Finding my version of spiritual identity.
By Gregory Jacobs-Roseman (Composer-Lyricist)
It’s fall (well technically it’s fall this coming Wednesday, but who’s counting?), which just so happens to be my favorite season. Something about the days getting shorter and cooler, the dog days of summer finally over, and the holidays just around the corner, I just love it all. Every year September brings something else with it, though: the Jewish High Holy Days.
As many of you probably know last week was Rosh Hashanah, the Jewish New Year, and this coming week is Yom Kippur, the Jewish Day of Atonement, where you fast and atone for your sins from the previous year.
Growing up these were major days on the calendar for my mother, who takes her faith very seriously. I, on the other hand, found them to be a painful obligation. The hours sitting in the temple, standing and sitting and sitting and standing, the sermons, the call-and-response – as a kid it can be excruciatingly boring.
The one thing I did connect to was the music. I was raised as a reform Jew, so the temple was always flooded with music from the organ as well as singing. During Kol Nidre services (services held at sundown the night before Yom Kippur) my synagogue would hire professional opera singers and a cellist to fill out the massive church organ and the sound was truly breathtaking.
But again, these services were an obligation to my mother. I wasn’t even sure if I believed in God.

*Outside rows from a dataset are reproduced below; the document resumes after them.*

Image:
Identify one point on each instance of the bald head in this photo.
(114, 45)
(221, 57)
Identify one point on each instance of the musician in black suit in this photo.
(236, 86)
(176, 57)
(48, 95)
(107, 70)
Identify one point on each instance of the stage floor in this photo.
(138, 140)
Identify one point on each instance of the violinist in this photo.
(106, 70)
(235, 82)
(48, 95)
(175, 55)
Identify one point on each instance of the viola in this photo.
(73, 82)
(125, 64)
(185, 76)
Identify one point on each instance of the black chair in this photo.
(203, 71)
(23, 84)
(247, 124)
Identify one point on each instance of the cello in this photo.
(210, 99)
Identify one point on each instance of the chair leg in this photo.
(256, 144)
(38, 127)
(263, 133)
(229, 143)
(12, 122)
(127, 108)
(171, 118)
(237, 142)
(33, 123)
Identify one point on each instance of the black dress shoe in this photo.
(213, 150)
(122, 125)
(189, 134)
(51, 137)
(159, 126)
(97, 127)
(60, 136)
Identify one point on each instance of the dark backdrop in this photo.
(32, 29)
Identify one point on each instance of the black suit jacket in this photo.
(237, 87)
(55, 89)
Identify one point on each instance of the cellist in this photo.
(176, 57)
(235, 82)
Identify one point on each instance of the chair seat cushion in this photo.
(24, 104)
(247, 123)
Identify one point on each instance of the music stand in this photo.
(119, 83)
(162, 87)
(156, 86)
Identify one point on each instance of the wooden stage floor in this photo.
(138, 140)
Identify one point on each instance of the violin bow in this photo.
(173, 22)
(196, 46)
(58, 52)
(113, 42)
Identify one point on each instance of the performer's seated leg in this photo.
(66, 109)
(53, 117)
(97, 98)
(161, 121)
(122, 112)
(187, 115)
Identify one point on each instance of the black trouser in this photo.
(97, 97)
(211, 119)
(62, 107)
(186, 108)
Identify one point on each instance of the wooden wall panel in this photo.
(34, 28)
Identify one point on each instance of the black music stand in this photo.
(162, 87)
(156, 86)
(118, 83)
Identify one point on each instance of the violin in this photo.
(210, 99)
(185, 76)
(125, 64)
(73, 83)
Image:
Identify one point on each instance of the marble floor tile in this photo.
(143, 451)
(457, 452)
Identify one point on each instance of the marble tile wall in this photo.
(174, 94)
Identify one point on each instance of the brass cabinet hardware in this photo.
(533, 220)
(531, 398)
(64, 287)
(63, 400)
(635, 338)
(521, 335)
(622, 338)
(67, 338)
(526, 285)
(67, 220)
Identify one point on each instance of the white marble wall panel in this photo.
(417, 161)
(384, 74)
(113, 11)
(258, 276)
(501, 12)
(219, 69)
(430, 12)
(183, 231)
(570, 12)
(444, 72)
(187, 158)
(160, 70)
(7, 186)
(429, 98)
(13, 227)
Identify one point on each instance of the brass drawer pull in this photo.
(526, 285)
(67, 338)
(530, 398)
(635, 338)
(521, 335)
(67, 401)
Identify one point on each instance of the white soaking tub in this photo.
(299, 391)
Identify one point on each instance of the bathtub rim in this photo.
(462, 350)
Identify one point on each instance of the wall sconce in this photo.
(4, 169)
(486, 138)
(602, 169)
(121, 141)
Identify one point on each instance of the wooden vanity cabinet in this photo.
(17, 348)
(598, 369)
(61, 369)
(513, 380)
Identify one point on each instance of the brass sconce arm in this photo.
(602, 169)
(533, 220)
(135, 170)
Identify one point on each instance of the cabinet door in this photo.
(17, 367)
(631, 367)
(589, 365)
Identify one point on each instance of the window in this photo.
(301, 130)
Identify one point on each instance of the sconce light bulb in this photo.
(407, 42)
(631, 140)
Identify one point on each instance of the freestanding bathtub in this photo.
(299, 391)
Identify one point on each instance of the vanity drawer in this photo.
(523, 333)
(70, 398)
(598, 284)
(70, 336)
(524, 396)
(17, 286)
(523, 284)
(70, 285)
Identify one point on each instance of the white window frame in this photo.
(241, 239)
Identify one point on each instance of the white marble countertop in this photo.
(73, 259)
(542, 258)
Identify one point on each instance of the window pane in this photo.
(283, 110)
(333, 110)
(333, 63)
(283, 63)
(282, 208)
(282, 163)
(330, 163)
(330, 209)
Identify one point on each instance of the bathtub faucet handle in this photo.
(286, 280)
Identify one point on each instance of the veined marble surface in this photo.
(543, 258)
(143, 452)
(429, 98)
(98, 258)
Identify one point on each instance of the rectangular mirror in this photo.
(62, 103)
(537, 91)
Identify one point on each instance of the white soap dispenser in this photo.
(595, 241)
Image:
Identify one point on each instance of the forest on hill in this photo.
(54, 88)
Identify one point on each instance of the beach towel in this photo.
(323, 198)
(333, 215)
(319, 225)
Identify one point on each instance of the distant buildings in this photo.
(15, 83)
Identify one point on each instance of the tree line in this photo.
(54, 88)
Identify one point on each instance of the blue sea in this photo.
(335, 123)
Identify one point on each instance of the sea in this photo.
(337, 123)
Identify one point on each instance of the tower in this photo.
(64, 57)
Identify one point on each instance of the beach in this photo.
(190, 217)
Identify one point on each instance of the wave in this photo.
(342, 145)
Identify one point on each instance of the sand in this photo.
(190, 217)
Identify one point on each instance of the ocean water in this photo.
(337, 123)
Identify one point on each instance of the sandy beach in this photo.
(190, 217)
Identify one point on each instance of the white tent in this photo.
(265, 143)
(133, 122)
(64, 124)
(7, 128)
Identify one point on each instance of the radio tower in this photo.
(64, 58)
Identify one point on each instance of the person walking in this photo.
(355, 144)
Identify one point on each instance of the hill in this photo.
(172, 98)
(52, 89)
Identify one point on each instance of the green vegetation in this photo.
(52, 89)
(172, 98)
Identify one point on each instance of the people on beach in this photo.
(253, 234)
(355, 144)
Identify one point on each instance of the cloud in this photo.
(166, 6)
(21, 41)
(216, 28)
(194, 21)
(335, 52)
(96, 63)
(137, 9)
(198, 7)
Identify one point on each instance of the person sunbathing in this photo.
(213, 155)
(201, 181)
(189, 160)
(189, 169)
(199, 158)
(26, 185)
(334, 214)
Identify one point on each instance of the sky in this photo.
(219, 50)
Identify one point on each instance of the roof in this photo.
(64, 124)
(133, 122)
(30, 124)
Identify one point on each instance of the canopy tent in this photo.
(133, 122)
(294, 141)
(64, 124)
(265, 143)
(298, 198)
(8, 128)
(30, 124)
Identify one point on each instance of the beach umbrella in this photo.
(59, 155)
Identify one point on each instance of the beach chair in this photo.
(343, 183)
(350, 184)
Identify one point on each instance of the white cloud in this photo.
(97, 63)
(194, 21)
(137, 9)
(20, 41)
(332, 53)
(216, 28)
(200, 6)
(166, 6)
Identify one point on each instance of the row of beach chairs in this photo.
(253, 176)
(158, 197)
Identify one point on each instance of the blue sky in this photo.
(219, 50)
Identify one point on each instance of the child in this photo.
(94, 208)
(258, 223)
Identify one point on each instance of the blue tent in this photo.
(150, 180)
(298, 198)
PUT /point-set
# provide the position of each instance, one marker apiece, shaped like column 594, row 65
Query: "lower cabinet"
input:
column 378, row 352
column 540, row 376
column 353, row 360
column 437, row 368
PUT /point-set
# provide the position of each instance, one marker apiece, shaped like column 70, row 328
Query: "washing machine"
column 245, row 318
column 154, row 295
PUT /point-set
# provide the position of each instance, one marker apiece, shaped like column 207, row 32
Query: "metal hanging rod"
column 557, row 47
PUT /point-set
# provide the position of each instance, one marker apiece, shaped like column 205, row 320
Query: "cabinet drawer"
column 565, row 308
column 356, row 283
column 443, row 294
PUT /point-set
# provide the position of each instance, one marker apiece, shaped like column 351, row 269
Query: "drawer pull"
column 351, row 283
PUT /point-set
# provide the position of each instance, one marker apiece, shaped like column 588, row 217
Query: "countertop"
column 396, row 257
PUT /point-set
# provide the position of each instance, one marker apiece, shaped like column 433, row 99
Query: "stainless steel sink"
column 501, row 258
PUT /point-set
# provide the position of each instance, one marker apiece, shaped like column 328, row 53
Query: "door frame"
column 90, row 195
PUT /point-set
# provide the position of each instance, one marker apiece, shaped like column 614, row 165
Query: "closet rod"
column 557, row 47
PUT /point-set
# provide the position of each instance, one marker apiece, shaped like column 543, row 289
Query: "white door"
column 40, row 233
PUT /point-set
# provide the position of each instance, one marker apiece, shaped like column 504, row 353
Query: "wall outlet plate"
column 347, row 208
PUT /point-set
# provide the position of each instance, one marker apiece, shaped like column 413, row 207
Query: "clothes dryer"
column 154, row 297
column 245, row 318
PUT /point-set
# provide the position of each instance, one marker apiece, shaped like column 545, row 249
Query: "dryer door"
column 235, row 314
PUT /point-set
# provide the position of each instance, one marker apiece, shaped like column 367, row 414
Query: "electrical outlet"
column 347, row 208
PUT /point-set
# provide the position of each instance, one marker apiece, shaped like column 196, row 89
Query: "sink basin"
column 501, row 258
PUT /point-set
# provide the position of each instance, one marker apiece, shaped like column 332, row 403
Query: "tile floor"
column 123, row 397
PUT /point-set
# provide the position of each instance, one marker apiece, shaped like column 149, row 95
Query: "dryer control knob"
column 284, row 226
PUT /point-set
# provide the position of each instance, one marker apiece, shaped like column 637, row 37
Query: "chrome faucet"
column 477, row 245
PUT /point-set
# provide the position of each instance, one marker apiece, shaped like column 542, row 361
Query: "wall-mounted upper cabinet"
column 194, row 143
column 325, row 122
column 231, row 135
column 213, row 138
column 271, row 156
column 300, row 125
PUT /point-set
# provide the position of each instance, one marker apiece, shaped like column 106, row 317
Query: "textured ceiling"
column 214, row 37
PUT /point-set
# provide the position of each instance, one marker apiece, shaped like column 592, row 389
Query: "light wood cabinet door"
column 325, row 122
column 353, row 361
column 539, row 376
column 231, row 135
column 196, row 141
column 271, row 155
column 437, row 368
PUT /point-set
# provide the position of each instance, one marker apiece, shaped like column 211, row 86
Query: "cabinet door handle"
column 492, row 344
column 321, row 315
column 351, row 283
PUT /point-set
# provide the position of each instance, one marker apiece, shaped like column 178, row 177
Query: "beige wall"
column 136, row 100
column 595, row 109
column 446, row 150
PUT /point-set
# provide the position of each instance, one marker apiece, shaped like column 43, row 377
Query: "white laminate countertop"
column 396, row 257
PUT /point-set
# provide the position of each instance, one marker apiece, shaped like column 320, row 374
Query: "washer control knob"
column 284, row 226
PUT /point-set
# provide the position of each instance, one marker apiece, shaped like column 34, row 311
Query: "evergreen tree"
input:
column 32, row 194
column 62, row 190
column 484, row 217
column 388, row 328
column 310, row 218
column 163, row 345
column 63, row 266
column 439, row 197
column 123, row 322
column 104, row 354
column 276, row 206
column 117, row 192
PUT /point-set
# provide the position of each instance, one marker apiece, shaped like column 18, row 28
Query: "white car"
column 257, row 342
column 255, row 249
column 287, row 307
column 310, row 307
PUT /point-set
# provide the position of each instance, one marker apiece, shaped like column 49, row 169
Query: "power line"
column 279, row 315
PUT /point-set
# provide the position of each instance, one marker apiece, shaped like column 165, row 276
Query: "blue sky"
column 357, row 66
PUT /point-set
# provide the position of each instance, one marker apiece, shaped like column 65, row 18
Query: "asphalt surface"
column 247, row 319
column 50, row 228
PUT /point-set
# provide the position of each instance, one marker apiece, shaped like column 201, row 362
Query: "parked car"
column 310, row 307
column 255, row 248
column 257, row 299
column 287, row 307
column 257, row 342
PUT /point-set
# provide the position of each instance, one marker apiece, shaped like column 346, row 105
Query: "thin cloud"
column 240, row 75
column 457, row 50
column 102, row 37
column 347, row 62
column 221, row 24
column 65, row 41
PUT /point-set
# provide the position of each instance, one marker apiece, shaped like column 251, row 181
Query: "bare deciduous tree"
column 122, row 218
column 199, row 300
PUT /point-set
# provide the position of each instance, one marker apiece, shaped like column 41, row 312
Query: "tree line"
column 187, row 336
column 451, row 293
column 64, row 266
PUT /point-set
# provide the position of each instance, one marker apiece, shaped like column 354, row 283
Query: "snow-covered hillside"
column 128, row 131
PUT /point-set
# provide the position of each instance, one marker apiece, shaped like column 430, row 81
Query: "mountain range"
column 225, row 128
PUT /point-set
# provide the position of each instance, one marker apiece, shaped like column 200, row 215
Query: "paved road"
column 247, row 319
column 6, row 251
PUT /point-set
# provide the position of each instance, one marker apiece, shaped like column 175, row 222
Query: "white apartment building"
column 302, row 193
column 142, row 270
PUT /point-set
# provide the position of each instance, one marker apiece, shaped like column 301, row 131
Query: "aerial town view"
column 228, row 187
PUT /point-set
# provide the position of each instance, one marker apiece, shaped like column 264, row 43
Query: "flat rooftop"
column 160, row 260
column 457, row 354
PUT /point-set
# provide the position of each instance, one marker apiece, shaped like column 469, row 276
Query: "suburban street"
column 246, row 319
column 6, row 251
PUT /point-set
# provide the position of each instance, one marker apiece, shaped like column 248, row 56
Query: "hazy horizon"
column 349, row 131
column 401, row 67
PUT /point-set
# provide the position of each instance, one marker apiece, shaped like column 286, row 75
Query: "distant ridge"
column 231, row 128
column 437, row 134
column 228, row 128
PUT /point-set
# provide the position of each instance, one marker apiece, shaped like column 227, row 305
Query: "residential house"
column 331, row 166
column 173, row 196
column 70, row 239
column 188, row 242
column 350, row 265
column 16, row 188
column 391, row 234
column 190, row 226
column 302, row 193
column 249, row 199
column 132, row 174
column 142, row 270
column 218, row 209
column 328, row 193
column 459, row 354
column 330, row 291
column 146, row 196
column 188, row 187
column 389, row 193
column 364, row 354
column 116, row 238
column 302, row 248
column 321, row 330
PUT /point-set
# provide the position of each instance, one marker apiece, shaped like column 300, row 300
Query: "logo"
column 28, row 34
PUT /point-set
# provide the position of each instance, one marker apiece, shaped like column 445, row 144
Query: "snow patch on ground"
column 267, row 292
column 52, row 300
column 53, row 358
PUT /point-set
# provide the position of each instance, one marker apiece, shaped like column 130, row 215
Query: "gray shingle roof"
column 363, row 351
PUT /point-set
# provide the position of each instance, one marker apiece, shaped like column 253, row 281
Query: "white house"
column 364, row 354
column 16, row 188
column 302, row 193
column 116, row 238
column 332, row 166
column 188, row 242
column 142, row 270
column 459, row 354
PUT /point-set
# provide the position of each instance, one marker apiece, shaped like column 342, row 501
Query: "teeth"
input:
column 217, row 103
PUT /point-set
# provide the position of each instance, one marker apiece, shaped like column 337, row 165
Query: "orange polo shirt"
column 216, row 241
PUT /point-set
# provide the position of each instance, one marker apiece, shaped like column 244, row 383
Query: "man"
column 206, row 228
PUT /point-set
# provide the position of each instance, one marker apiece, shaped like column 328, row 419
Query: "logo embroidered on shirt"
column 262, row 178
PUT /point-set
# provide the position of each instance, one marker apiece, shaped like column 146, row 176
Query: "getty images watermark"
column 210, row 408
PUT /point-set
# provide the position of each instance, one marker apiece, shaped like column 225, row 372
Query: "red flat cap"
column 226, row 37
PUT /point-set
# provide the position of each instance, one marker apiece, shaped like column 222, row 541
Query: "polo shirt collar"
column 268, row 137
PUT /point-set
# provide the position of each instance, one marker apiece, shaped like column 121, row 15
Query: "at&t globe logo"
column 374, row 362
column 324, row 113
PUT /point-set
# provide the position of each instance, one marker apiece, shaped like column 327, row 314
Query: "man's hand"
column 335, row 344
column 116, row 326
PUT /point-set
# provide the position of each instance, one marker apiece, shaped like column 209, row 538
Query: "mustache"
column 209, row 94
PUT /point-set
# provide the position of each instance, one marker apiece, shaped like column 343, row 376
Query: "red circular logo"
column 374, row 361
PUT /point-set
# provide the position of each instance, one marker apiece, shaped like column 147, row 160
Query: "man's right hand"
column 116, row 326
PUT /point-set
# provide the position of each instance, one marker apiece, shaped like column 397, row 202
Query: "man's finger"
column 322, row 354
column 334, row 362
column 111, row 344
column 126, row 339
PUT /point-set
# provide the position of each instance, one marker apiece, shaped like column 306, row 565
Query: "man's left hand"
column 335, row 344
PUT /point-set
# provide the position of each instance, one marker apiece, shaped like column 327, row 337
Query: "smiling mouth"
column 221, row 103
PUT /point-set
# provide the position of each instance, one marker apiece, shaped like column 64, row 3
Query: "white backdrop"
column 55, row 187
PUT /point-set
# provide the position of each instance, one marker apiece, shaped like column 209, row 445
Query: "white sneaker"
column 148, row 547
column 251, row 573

When I got to college I attempted to attend High Holiday Services in Boston but at the time they were pretty out of the way – trekking out to Boston University for Yom Kippur services where I accidentally attended the orthodox service (the men separated from the women and everything), I left pretty certain that I was going only because I had done so every year of my life before (and because of fear of my mother’s wrath), not because I believed in God and that I would somehow be punished if I didn’t attend.